We have $$\sum_{i=1}^n 2i-1 = 2\sum_{i=1}^n i - n = n(n+1) - n = n^2$$

Edit: To respond to your point, the textbook is using something known as "mathematical induction". The idea is, simply, that you are allowed to assume a particular statement is true for the case $n-1$. If the statement is true for a particular base case, and it being true for $n-1$ implies that it is true for $n$, it true for all natural numbers.

Think of it like an infinite number dominoes falling. If one domino falls, the subsequent one does as well. Hence we simply need to make the first domino fall to make every one of the dominoes fall.

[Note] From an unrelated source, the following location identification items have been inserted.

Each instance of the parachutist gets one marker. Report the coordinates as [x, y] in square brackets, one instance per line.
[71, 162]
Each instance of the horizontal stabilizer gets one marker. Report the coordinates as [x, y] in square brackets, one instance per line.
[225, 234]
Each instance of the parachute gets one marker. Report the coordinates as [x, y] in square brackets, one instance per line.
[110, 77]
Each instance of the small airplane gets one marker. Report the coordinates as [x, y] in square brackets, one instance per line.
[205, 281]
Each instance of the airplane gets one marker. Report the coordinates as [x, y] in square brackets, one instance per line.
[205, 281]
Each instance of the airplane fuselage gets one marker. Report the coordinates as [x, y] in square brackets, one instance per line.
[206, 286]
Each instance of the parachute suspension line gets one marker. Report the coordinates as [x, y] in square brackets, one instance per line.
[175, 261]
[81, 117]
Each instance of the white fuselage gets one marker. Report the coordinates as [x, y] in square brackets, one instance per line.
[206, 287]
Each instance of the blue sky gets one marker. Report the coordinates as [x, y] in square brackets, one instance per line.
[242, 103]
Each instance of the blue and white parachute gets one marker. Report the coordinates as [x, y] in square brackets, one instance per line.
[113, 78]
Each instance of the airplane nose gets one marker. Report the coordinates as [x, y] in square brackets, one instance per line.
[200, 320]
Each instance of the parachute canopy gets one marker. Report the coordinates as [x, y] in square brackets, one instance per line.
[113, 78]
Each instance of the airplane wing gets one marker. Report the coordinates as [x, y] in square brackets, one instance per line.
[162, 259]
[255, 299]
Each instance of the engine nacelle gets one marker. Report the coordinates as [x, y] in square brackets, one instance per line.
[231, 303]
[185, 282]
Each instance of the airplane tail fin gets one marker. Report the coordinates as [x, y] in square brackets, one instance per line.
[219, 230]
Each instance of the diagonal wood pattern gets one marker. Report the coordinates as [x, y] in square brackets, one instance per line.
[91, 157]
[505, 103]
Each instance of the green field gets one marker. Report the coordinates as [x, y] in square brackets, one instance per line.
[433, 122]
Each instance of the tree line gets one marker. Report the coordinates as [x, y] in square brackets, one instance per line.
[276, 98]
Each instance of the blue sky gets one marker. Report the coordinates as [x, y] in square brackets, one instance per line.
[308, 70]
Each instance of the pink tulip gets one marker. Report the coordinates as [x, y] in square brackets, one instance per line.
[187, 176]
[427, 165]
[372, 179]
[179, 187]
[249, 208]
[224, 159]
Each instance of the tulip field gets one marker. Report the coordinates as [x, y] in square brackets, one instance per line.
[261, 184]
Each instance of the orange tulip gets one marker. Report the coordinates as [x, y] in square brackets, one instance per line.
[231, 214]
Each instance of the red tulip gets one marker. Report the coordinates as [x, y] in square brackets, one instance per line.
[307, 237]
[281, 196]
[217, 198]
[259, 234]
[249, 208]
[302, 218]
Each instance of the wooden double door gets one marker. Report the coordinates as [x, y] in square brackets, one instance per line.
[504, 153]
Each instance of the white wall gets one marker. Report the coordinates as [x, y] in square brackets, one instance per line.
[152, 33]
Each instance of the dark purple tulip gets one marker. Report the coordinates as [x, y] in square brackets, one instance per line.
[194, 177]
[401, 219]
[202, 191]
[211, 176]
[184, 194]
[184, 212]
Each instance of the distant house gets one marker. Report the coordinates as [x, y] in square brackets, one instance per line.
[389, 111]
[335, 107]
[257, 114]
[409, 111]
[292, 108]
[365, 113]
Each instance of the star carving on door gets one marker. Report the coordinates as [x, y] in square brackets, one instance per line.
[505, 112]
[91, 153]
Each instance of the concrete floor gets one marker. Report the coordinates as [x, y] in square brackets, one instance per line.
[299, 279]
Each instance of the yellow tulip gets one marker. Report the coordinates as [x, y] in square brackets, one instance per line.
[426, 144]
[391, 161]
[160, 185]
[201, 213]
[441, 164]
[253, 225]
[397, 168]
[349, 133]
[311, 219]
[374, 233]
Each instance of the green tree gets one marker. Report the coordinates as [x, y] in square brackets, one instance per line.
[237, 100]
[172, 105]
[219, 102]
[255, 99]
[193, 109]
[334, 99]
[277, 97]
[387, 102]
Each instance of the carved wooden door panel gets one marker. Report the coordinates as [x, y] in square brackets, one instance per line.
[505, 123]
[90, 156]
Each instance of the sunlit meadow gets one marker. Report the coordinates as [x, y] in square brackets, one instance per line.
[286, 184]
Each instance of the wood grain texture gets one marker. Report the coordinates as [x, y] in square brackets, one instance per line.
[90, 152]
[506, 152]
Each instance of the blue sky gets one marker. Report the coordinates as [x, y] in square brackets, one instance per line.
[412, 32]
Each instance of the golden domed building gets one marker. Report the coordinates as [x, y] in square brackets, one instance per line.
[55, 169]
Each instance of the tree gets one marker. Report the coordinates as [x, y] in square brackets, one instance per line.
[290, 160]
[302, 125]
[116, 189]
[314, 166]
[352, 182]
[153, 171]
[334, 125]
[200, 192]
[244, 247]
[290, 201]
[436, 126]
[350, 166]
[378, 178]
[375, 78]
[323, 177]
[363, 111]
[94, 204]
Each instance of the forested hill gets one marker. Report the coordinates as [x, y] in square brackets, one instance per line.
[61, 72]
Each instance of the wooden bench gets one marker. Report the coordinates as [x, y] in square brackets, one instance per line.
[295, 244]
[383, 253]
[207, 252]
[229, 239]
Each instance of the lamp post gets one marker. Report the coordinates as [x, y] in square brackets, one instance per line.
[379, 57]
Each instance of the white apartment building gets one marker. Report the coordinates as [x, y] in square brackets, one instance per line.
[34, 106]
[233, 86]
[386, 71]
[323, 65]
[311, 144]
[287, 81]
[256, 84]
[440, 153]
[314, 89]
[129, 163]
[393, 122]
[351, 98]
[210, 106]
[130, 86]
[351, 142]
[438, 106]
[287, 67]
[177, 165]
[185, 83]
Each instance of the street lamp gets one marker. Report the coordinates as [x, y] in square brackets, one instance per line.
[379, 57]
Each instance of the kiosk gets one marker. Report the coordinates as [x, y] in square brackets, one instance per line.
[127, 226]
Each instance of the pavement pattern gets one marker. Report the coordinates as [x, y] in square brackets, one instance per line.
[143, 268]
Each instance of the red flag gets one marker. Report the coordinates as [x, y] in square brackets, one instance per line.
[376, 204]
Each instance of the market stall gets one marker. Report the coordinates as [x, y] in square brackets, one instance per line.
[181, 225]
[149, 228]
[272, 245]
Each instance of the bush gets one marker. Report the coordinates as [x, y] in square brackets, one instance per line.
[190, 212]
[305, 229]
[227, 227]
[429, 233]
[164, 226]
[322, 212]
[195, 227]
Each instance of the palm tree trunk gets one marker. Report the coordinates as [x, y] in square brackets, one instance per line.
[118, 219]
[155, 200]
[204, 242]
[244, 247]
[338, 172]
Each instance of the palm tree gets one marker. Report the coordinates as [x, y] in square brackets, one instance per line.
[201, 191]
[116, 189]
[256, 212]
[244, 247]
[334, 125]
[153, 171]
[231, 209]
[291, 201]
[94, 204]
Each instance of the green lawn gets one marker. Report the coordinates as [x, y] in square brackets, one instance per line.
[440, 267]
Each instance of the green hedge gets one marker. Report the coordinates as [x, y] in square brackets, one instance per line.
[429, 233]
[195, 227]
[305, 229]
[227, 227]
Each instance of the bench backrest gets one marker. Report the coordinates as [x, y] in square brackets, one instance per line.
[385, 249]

• The question seems to be why we can make the induction assumption that $$\sum_{k = 1}^{n -1} (2k - 1) = (n - 1)^2$$ Feb 21, 2016 at 20:45
• Are you factoring the 2 out of 2i-1? shouldn't it be 2(i-1/2)? Feb 21, 2016 at 20:55
• @NicholasCousar No. The lack of brackets make it somewhat obscure. The $-n$ in the second equation is separate from the sum. I split it. Feb 21, 2016 at 21:09

You can solve this question simply by using the formula for an arithmetic series. the formula is n(2a+(n-1)d)/2 By simply plugging in the values you get. n(2x1+(n-1)2)/2 Now you get. n(2n-2+2)/2 Now it is 2n(n)/2 2n^2/2 = n^2 Hence Proved.